The School Board of Highlands County is looking for some leeway in the final implementation of the Constitutional Class Size mandates for 2010-11, which require every classroom to meet a set limit on how many students it can have.

Currently, a school-wide average of the student count determines if a school and the district is in compliance with the class-size maximums.

Prekindergarten through grade three classes have to have not more than 18 students; grades four through eight, 22 students; and grades nine through 12, 25 students.

The district is asking that the state be more flexible in how it penalizes schools that don't meet the class-by-class limit.

The district also supports a joint resolution to place before Florida voters a constitutional amendment beginning with the 2010-11 school year that the class-size requirements be permanently calculated at the school level by using the average number of students assigned to each teacher.

"Whether it's on the ballot or not, we are required next July to begin full implementation, and it's my understanding, as a constitutional officer, we are going to make our best effort to meet the class size as it is currently written," Superintendent Wally Cox said recently.

Voters won't decide on the class size amendment before November, but schools are required to implement it in July, he noted.

School Board Chairman Wally Randall said, "If it goes to the voters, that doesn't mean we are going to go back to 30 kids in a class or 35 kids in a class because we are backing off that last year of actual implementation."

Cox said if the district meets the class-size maximums in 90 percent of its classrooms, the penalty should be an estimated $250,000, based on the district's data.

"I just don't want the penalty to increase," he said.

The district has met the class-size requirements every year since it was first implemented in 2003-04.

Cox said next year when every class and every period has to be within the class-size limit, there will be a couple of cases where adding another teacher and splitting a class because of one extra student will not be the best thing to do for the students.

School Board Member J. Ned Hancock noted, though it was listed last, the importance of protecting the local district's discretionary taxing authority and restoring the capital levy to 2 mils.

There should be a higher priority on something that is attainable, he said.

In each of the last two years, the Legislature moved .25 mils from the capital millage to the general operating millage. But, last year the Legislature allowed districts to levy an additional .25 in either operating or capital millage.

"We are asking the Legislature to restore that millage to the capital fund," Assistant Superintendent of Business/Operations Mike Averyt said.

It really hurts rural districts like Highlands that don't generate as many dollars per student from that millage, he said.
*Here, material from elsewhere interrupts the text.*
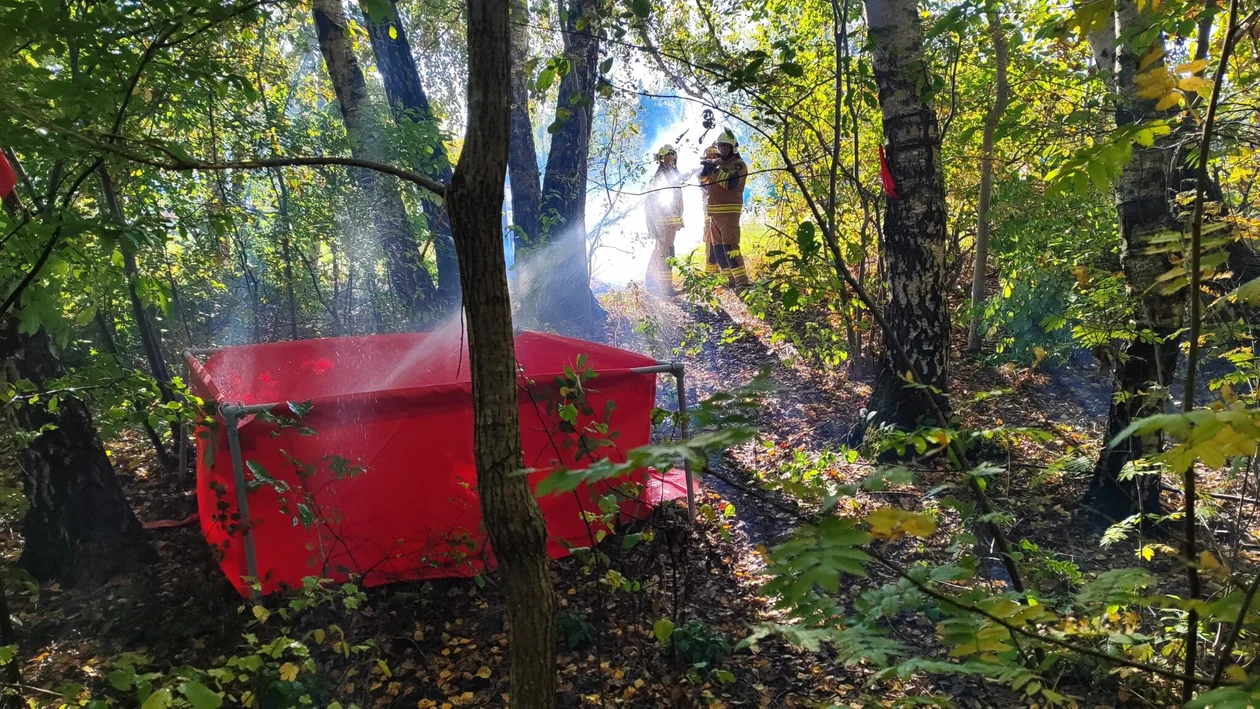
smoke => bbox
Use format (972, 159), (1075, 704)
(586, 99), (713, 291)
A property-rich county can generate much more money for school construction, maintenance and large purchases such as new school buses, he added.

The district is using about 80 percent of its capital millage revenue to pay the interest and the principal on the money it borrowed in 2005-06 to build Memorial Elementary, renovate the building that became the Kindergarten Learning Center and numerous other classroom additions, Averyt said.

"So that's why we are asking them to restore capital millage to 2 mils so we can have dollars to buy additional buses, equipment and computers for the classroom," he said.

The district's other legislative priorities include:

• Delaying any new requirements until state revenues stabilize to allow for the costs of hiring qualified teachers, providing teacher training and adding classroom space.

• The Legislature should restore the reductions taken over the last two years, which amount to more than $430 per student.

• Restore the funding cut in the provision that assists districts with declining enrollment.

The Highlands District and school districts statewide are likely facing another tough financial year in 2000-11 with state economists predicting that school funding will be down $1 billion next year.

Falling property values and an influx of students displaced by the earthquake in Haiti will contribute to the shortfall, according to the economists who testified before a Senate panel Wednesday.